First, the mindset: friction beats willpower
Betting apps are engineered to be opened without thinking. One tap, Face ID, you're in. The goal of blocking is to break that reflex by putting steps between you and the bet. Every extra step is a chance to stop.
The most important trick in this whole guide: have someone you trust set the passcode. A blocker you can turn off in ten seconds is not a blocker. A blocker your partner or sponsor controls is.
Method 1: Block betting apps with Screen Time (free)
- Open Settings → Screen Time and turn it on.
- Tap Lock Screen Time Settings and set a passcode. Ideally, ask someone else to enter it so you do not know it. Use a different code than your phone unlock.
- Delete the betting apps from your phone (DraftKings, FanDuel, and any others).
- Go to Content & Privacy Restrictions → iTunes & App Store Purchases → Installing Apps → Don't Allow. This stops you from re-downloading them in a weak moment.
That last step is the one most people skip, and it is the one that matters. Deleting an app you can reinstall in fifteen seconds does almost nothing.
Method 2: Block gambling websites in Safari (free)
Apps are only half of it. Mobile betting sites work fine in a browser, so block those too.
- In Screen Time → Content & Privacy Restrictions → Content Restrictions → Web Content, choose Limit Adult Websites.

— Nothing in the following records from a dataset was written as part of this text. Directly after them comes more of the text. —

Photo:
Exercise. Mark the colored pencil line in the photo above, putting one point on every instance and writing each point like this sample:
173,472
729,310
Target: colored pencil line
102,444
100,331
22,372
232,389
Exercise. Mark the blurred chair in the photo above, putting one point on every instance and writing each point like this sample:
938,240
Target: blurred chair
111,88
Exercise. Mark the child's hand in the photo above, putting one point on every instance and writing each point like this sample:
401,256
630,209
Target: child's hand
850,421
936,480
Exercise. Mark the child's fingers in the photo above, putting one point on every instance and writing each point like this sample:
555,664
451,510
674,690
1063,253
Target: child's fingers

This blocks a lot of gambling sites automatically.
- Under "Never Allow," tap Add Website and add the specific sites you use, one by one.
- Repeat for every betting and casino domain you can think of. The list is tedious on purpose; that tedium is working in your favor.

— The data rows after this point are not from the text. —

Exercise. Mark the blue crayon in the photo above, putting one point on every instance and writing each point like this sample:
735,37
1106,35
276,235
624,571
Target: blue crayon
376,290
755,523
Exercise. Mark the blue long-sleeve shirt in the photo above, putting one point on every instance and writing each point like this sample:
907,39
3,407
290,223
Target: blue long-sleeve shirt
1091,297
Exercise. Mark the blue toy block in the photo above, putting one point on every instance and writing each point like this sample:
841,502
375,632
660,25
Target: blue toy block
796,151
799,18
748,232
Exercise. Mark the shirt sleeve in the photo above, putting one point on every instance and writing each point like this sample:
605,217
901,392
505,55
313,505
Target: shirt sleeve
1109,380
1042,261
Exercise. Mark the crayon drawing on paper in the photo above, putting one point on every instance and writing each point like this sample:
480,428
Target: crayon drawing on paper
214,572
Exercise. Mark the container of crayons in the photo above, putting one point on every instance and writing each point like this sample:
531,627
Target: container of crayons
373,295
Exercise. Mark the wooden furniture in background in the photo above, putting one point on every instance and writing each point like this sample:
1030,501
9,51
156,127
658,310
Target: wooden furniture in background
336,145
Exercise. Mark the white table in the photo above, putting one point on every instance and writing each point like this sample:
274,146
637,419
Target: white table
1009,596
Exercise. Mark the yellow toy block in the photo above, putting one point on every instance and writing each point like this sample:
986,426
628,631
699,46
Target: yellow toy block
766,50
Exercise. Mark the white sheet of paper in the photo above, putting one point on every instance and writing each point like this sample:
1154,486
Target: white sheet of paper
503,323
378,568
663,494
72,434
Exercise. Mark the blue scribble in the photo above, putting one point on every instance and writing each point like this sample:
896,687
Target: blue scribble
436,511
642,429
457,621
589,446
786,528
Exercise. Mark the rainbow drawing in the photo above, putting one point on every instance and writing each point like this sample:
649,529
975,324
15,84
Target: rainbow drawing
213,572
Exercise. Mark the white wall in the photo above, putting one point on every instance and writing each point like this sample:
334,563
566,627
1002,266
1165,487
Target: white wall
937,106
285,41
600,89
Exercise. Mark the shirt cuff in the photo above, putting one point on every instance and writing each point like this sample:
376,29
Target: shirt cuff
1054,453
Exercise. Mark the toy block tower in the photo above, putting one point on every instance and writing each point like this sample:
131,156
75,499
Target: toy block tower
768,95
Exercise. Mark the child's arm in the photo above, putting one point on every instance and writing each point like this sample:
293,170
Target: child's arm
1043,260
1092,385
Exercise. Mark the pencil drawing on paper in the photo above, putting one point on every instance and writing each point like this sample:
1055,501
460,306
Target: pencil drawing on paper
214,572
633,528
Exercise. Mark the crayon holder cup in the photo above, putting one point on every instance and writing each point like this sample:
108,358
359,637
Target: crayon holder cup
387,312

Method 3: Add a dedicated blocker app
Screen Time is solid, but it was built for screen-time limits, not gambling recovery. A purpose-built blocker layers on top and is harder to dismantle when you are not thinking clearly. A few options:
- BetBlocker (free): a nonprofit blocker covering thousands of gambling sites and apps.
- Gamban (paid): widely used, often distributed free through helplines.
- Boring Streak (free to try): pairs a Screen Time based blocker for betting apps and sites with a daily check-in, a clean-day counter, and a running total of the money you did not lose. Deliberately plain. No confetti, no dopamine.
There is no single "best" one. Use whichever you will actually keep installed. The point is to have a wall that is annoying to climb over.
Method 4: Cut off the money and the loopholes
- Remove saved cards from any betting app or browser autofill.
- Self-exclude. Most sportsbooks and state programs let you ban yourself for months or years. In the US, start at 1-800-GAMBLER.
- Keep the App Store install restriction on (Method 1, step 4) so "delete and reinstall" stops being an option.
Why "boring" is the goal
Quitting gambling is not supposed to feel like a win streak. It is supposed to feel like nothing. A normal Tuesday. The whole idea behind a blocker plus a calm tracker is to make the absence of gambling feel steady and unremarkable, instead of a constant fight.
If watching a number climb helps, track the money you are not losing. Even fifty dollars a week is twenty-six hundred dollars a year that stays yours. That number tends to do more for motivation than any badge.